Next, in the monitoring notification system configured as described above, a processing procedure of the abnormality monitoring processing that can be realized in addition to the processing described above will be described with reference to FIGS.
[0084]
In the abnormality monitoring process of the reporting unit 2 shown in FIG. 9, first, the movable mechanism (not shown) is controlled by the camera control unit 56 so that the angle of the movable camera 42 is set to the initial position at the start of the process (step S1). The zoom function of the movable camera 42 is controlled by the camera control unit 56 so as to maximize the degree of out (step S2). As a result, the reporting unit 2 is in a state of generating wide-angle image data using the image signal captured by the movable camera 42.
[0085]
In such a state, the notification unit 2 uses the image data captured and acquired by the movable camera 42 to obtain at least the image abnormality similarity Ai by the image recognition unit 52 and calculates the abnormality A. Process. Then, in the reporting unit 2, when it is determined that the degree of abnormality A is lower than the predetermined threshold (step S3), the processing of step S1 and step S2 is repeated to determine that the degree of abnormality A is higher than the predetermined threshold. If so (step S3), the image recognition unit 52 performs a process of extracting a moving object to be monitored from wide-angle image data generated by imaging with the zoom function set in step S2 (step S3). Step S4). Then, the image recognizing unit 52 creates direction estimation information θi from the extracted position of the moving object and sends it to the integrated direction detecting unit 53.
[0086]
Next, in the reporting unit 2, the integrated direction detection unit 53 estimates the imaging direction of the movable camera 42 using at least the direction estimation information θi, and the movable camera 42 is set so that the moving object becomes the center of the image data. Control (step S5) and control the movable camera 42 to zoom in (step S6). As a result, the reporting unit 2 can generate image data including the moving object at the center of the image and store it in the image storage unit 55 or transmit it to the monitoring server 3.
[0087]
Next, in the abnormality monitoring process of the reporting unit 2 shown in FIG. 10, the processes of steps S1 to S3 are performed in the same manner as the abnormality monitoring process shown in FIG. 9, and the abnormality degree A is higher than a predetermined threshold value in step S3. When it is determined that the height is high, the image recognition unit 52 extracts a moving object using the omnidirectional image data generated by imaging with the omnidirectional camera 41 (step S11). Then, the image recognition unit 52 creates direction estimation information θi from the moving object extraction position and sends it to the integrated direction detection unit 53.
[0088]
In response to this, the notification unit 2 calculates the presence position of the moving object by using the integrated direction detection unit 53 using at least the direction estimation information θi (step S12), and is moved by the camera control unit 56 from the calculated value of the presence position. The imaging direction (angle) of the camera 42 is controlled (step S13), and the movable camera 42 is controlled to zoom in (step S6).

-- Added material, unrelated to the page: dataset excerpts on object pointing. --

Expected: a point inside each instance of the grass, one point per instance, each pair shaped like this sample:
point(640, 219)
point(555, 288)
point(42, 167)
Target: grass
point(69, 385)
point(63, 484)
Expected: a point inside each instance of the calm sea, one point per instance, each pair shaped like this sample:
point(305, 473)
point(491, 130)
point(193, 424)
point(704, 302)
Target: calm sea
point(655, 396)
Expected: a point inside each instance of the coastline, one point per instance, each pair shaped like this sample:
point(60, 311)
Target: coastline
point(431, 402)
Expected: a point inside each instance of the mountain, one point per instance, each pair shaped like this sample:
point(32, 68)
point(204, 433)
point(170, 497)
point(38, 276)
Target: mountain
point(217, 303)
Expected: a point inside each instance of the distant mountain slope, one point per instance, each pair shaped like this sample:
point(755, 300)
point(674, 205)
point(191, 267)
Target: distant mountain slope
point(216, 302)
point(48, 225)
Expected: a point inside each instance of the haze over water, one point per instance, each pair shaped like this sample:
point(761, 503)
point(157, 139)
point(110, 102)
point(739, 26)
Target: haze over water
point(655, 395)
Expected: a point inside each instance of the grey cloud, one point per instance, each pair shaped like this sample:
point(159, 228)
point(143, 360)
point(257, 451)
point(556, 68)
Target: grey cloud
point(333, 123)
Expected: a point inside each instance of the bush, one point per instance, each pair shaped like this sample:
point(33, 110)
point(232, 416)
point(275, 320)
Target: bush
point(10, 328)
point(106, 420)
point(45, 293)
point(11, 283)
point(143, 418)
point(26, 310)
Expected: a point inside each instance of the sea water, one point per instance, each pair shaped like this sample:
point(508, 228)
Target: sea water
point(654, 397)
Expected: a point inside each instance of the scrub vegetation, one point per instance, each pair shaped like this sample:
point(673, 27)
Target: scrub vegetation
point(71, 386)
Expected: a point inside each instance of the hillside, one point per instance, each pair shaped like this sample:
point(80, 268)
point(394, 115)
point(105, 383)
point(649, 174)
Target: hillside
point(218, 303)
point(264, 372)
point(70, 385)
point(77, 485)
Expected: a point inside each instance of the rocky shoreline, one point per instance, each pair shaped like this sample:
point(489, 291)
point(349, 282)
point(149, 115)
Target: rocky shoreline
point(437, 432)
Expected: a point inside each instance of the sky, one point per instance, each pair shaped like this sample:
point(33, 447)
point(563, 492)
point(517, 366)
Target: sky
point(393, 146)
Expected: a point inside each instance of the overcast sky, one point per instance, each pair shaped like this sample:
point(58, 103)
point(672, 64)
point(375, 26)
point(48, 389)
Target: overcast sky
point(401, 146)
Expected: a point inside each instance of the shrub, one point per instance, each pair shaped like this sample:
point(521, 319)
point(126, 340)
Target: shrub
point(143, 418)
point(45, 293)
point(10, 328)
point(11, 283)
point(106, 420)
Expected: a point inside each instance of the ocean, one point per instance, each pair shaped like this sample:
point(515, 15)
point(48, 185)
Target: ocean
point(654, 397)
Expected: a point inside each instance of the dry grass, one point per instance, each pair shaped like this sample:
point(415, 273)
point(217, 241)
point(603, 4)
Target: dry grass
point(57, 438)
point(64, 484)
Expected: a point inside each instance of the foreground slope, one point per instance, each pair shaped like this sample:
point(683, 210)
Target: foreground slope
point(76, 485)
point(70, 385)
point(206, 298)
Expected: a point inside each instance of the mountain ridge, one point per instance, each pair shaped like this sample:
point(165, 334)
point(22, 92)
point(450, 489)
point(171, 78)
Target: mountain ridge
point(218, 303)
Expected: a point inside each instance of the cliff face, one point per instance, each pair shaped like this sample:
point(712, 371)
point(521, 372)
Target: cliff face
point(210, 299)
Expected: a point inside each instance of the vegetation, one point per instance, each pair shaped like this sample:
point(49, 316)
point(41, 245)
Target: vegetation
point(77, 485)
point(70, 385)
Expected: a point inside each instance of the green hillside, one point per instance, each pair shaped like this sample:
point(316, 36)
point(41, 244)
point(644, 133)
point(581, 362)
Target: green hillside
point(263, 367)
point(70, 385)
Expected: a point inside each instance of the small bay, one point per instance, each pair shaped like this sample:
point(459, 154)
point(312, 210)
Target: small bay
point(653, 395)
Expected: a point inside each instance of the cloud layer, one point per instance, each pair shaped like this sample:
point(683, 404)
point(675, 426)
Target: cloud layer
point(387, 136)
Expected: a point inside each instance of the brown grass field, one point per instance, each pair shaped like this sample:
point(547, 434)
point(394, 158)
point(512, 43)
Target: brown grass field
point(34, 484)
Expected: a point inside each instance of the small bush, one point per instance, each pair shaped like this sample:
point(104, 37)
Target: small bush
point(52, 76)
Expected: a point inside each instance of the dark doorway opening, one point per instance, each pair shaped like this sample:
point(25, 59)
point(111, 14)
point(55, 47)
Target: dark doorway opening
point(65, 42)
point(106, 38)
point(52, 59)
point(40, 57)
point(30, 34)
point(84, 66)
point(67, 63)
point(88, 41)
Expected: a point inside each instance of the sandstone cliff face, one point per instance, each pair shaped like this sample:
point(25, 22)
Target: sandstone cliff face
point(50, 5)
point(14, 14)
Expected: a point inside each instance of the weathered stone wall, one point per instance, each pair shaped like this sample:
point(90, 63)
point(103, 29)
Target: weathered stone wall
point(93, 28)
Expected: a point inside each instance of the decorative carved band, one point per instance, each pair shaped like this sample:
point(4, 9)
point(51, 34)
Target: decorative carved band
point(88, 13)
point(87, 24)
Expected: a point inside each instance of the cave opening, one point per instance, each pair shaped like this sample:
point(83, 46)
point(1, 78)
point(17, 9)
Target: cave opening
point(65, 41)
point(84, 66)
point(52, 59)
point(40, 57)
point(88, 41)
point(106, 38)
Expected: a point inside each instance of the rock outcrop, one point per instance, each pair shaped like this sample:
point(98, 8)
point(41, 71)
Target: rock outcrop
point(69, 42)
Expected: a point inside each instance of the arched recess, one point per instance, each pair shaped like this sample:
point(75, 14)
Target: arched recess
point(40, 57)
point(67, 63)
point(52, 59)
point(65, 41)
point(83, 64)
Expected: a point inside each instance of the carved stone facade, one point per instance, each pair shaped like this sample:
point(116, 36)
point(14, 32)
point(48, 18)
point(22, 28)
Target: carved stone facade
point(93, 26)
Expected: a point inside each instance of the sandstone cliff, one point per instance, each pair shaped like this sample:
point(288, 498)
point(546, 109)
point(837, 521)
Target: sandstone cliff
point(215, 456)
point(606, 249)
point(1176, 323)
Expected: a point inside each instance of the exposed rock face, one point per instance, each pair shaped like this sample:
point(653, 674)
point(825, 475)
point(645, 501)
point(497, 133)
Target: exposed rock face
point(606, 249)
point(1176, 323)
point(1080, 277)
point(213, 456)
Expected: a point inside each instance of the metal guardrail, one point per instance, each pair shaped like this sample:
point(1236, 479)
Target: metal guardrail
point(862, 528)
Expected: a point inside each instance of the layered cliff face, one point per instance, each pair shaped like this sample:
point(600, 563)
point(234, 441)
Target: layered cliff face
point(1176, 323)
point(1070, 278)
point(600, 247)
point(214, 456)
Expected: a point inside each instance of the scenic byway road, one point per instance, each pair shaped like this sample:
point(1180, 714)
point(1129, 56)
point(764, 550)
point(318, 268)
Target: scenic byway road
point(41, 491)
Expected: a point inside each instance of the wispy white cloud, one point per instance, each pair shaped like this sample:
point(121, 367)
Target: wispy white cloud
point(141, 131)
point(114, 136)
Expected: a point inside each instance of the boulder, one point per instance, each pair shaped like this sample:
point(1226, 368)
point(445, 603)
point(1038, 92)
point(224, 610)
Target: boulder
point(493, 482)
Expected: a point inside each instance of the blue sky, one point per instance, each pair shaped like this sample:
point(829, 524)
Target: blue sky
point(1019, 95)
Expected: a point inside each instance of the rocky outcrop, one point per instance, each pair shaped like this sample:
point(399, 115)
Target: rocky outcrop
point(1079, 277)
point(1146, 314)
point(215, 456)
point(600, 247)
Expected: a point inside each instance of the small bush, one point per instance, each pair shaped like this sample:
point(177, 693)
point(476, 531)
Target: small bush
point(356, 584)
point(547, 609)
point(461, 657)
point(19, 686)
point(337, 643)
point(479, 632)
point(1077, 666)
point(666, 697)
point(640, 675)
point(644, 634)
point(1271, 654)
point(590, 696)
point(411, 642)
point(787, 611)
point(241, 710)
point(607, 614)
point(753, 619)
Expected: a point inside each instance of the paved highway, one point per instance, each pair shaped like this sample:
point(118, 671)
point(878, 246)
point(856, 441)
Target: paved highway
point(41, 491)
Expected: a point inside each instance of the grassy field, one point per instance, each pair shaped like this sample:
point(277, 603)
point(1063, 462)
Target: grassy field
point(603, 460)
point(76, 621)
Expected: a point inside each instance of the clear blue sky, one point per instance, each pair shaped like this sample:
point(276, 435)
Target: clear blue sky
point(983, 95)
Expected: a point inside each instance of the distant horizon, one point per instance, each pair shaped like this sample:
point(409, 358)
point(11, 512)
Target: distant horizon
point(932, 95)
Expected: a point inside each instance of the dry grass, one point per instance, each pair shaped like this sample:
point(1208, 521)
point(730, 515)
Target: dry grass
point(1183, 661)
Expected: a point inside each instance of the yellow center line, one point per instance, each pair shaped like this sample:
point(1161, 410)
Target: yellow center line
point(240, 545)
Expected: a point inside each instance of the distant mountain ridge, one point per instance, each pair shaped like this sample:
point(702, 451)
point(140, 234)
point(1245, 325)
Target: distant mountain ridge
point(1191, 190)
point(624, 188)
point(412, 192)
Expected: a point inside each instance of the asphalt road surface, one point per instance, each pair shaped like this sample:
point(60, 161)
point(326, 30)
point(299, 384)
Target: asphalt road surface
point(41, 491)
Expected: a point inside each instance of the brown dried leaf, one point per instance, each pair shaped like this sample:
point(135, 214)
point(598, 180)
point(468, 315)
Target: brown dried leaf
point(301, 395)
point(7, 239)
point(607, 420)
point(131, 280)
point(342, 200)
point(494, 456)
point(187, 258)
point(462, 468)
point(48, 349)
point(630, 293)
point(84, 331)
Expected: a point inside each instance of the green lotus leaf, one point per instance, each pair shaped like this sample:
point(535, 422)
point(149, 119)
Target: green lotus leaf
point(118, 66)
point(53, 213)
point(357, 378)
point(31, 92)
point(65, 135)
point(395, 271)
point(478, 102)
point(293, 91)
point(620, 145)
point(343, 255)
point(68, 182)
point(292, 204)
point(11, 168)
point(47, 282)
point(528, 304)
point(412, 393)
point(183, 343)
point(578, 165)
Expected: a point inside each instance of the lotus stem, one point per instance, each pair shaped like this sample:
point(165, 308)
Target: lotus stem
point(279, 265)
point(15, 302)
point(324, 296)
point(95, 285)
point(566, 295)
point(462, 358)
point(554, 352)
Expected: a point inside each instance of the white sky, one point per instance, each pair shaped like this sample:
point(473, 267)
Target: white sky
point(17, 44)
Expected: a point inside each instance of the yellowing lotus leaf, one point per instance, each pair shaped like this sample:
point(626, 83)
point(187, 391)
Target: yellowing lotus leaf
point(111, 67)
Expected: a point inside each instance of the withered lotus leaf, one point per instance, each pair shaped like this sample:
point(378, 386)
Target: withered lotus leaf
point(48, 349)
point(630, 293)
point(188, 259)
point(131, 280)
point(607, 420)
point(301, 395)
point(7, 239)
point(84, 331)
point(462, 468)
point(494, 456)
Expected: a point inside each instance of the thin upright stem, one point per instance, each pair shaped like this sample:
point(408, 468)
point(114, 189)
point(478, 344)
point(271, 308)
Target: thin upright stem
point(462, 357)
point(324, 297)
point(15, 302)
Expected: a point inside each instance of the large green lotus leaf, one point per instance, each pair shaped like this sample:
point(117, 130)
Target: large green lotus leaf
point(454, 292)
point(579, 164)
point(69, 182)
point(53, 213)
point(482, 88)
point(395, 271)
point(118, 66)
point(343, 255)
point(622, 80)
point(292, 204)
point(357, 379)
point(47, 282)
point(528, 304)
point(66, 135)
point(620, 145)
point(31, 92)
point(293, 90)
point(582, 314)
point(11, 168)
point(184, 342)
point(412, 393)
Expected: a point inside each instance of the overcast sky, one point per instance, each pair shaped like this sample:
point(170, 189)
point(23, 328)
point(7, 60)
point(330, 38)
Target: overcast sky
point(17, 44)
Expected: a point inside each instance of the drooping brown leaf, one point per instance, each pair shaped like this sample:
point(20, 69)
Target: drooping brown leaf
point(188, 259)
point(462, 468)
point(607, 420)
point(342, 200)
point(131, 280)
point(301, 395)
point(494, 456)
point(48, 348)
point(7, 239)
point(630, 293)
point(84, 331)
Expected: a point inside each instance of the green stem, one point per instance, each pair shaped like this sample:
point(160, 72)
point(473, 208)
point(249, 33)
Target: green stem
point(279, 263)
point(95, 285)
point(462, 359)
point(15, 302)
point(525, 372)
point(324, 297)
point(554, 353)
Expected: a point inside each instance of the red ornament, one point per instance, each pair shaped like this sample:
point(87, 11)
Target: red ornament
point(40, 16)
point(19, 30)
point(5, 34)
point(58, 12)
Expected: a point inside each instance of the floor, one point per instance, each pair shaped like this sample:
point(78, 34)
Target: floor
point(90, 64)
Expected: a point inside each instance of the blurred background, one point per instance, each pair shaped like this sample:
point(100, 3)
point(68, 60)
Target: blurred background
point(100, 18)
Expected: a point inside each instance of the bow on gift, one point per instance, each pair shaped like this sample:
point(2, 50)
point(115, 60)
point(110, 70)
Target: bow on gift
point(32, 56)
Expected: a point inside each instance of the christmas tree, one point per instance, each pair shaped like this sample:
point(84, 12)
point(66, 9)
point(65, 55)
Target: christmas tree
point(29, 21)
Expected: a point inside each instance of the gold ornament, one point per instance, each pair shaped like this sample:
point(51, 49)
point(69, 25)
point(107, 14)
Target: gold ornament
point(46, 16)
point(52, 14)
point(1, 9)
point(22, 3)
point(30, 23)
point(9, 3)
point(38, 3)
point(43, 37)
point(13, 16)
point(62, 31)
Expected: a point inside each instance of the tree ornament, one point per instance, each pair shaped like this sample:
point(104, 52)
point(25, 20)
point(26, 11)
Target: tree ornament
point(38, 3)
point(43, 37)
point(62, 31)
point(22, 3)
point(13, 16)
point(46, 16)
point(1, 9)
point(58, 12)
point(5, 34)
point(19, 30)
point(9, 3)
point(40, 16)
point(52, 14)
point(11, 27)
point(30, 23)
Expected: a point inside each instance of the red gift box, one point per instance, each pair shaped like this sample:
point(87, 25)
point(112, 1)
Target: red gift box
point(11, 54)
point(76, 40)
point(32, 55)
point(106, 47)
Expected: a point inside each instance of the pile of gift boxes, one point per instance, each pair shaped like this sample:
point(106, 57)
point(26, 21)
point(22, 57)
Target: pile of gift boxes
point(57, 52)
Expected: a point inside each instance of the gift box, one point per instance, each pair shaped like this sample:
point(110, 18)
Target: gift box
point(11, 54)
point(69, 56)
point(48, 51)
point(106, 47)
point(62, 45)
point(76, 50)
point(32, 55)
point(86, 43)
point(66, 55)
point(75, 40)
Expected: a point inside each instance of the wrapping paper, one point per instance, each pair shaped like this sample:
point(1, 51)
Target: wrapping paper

As a result, the reporting unit 2 can generate image data including a moving object and store it in the image storage unit 55 or transmit it to the monitoring server 3.
[0089]
Next, in the abnormality monitoring process of the reporting unit 2 shown in FIG. 11, first, in step S21, the voice recognition unit 33 determines the direction of the voice from the monitoring target for the plurality of microphones 26A to 26C. Determine the time. Then, in the voice recognition unit 33, in step S22, the voice data (channel signal) detected and generated by each microphone 26A, microphone 26B, and microphone 26C is shifted and added by the delay time determined in step S21. , The delay sum S (λ) is obtained. At this time, the speech recognition unit 33 obtains a delay sum for the combination of the microphone 26A and the microphone 26B, the microphone 26A and the microphone 26C, and the combination of the microphone 26B and the microphone 26C.
[0090]
As a result, when it is determined in step S23 that the delay sum S (λ) has been calculated for all the combinations, that is, all angles, the speech recognition unit 33 obtains the delay sum S (λ) having the largest value. Is sent to the integrated direction detector 53 as direction estimation information θv (step S24). Further, the voice recognition unit 33 may obtain the direction estimation information θv by obtaining the time difference or phase difference of the voice detection time.
[0091]
Next, the integrated direction detection unit 53 obtains an estimated direction captured by the movable camera 42 from at least the direction estimation information θv, and the camera control unit 56 controls the imaging direction of the movable camera 42.
[0092]
Next, in the abnormality monitoring process of the monitoring server 3 shown in FIG. 12, the monitoring server 3 receives the voice data SA (t), which is time-series data from the reporting unit 2A (step S31), and receives from the reporting unit 2B. The voice data SB (t) that is time series data is received (step S32), and the voice data SC (t) that is time series data from the reporting unit 2C is received (step S33).
[0093]
Next, the monitoring server 3 calculates the correlation of the voice data between the reporting units 2 using each voice data SA (t), voice data SB (t), and voice data SC (t) (step S34). . Then, the monitoring server 3 estimates the arrival direction of the sound emitted by the monitoring target from the correlation calculation result, and uses the camera remote control signals for setting the arrival direction as the imaging direction as the notification unit 2A, the notification unit 2B, and the notification unit 2C. Create and send about. Thereby, the reporting unit 2A, the reporting unit 2B, and the reporting unit 2C can control the movable camera 42 so that the arrival direction estimated in step S35 is the imaging direction.
[0094]
According to the monitoring and reporting system that performs such abnormality monitoring processing, it is possible to obtain image data of an abnormal situation from a plurality of angles by directing a plurality of reporting units 2 with different installation locations to a single voice arrival location. , Can be analyzed from various abnormal situations.
[0095]
Next, in the abnormality monitoring process of the monitoring server 3 shown in FIG. 13, first, the monitoring unit 11 is installed in the notification unit 2A presenting an image and sound to the monitor, and in the vicinity of the notification unit 2A. The monitoring server 3 receives the voice data SA (λ), SB (λ), and SC (λ) acquired by the reporting unit 2B and the reporting unit 2C (step S41).
[0096]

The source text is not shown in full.